The House Commerce and Labor Committee voted 9-7 on Wednesday in favor of HB 1635, which would place a moratorium effective Jan. 1, 2021, on issuing permits for electrical generating facilities that use fossil fuels such as coal or natural gas. The moratorium also would apply to pipelines, refineries and other facilities associated with fossil fuels.
Moreover, the bill mandates that beginning in 2036, all electricity sold by public utilities in the state must be generated from clean energy resources.
“It challenges Virginia to come up with an aggressive 100 percent renewables plan in the next 15 years,” said the measure’s sponsor, Del. Sam Rasoul, D-Roanoke. “We clearly have heeded the warning that we are in an environmental crisis that could lead to an economic crisis.”
There are more than 97,000 jobs in the solar, wind and other renewable-energy industries in Virginia, Rasoul said.
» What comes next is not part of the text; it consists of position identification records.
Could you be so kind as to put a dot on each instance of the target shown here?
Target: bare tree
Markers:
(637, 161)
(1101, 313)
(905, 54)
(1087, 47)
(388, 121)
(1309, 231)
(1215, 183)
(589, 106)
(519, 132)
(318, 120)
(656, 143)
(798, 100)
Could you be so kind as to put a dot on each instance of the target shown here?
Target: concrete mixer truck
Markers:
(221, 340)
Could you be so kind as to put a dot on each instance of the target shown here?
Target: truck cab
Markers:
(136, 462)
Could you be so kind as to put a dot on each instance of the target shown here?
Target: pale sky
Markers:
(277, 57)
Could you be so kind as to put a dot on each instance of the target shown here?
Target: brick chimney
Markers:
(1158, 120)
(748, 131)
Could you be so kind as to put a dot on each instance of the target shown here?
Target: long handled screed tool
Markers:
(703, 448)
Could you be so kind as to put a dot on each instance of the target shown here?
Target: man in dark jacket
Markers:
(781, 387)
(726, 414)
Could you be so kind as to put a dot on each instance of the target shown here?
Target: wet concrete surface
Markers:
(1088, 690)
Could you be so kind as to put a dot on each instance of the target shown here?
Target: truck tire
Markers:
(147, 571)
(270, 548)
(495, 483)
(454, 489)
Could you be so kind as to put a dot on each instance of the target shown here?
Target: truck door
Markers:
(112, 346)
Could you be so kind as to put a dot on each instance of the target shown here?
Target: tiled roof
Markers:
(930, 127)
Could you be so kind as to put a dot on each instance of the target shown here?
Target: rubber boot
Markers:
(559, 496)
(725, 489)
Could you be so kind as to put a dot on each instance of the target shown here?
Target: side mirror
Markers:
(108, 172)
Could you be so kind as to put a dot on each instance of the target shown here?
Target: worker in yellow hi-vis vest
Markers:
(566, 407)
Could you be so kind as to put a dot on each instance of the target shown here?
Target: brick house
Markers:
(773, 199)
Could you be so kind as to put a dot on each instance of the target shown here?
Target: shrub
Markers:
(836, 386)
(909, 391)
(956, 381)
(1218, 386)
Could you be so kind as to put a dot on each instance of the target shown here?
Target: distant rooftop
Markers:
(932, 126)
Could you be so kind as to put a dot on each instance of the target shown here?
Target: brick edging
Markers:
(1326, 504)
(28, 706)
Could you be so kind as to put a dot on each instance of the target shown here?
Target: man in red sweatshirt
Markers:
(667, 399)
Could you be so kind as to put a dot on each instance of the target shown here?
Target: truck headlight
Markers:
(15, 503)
He said the bill would create more jobs and boost the economy, especially in impoverished areas, while helping to mitigate the effects of climate change.
But the bill’s opponents argue that the timetable to switch electricity production from fossil fuels to renewable energy is too short.
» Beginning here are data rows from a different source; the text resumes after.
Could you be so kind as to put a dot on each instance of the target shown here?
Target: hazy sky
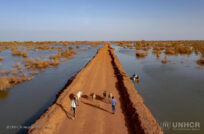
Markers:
(101, 20)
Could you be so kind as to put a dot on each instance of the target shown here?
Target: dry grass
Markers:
(10, 81)
(78, 47)
(170, 51)
(200, 61)
(5, 72)
(34, 73)
(56, 62)
(165, 60)
(36, 63)
(141, 54)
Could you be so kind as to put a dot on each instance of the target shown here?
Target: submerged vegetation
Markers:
(166, 47)
(55, 52)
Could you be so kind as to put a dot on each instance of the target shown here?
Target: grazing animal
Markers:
(78, 95)
(94, 96)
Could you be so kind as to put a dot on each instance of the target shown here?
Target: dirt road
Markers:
(102, 73)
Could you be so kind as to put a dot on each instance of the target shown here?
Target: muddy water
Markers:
(23, 104)
(173, 92)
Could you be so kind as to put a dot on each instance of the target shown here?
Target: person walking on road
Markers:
(113, 102)
(73, 106)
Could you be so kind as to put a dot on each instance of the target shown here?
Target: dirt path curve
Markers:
(95, 116)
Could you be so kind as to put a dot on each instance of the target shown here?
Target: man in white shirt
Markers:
(73, 106)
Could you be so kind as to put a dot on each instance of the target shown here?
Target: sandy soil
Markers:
(102, 73)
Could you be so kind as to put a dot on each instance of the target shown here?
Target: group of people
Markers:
(74, 103)
(112, 100)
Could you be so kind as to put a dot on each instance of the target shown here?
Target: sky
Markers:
(43, 20)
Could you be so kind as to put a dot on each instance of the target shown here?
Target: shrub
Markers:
(165, 60)
(141, 54)
(201, 61)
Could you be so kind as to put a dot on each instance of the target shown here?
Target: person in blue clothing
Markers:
(113, 102)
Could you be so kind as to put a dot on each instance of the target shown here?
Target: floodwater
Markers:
(24, 103)
(174, 92)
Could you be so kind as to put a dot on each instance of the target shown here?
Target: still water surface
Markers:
(174, 92)
(24, 103)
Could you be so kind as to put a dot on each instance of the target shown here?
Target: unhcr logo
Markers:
(165, 125)
(184, 126)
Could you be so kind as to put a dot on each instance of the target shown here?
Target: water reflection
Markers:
(4, 94)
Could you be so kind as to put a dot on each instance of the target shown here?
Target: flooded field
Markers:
(173, 91)
(25, 101)
(170, 80)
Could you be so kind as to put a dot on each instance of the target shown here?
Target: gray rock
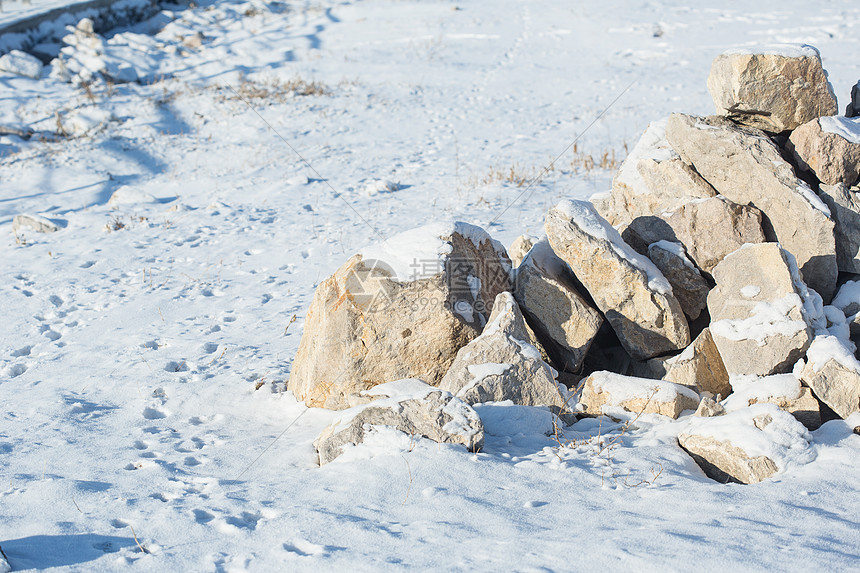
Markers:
(774, 88)
(410, 406)
(501, 364)
(745, 166)
(632, 293)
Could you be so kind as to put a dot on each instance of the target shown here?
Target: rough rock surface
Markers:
(371, 322)
(833, 155)
(844, 205)
(560, 317)
(709, 229)
(638, 395)
(688, 285)
(501, 364)
(411, 406)
(758, 321)
(632, 293)
(834, 375)
(746, 446)
(745, 166)
(652, 179)
(776, 89)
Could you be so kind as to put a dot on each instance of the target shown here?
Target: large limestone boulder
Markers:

Del. Tony Wilt, R-Harrisonburg, said that he supports renewable energy but that the plan would have negative consequences on the state.
“People are reading too much into the tea leaves,” Wilt said. “Moving from A to Q in a short amount of time could be devastating.”
Rasoul’s bill initially called for imposing a moratorium on the construction of fossil-fuel power plants, pipelines and other facilities on Jan. 1, 2020. The House Commerce and Labor Committee changed the date to 2021 before voting on the legislation.
Republican Del. Tim Hugo of Fairfax joined eight Democrats on the committee in voting for the bill. Five Republicans and two Democrats voted against the measure. Six committee members — all Republicans — did not vote.
In an interview Wednesday, Rasoul acknowledged that it would be difficult for the bill to pass the full House of Delegates. But he said that he is glad people are talking about moving away from fossil fuels — and that he is hopeful for his proposal in the long term.
“It is time for Virginia to be bold if we want to move in the right direction,” Rasoul said.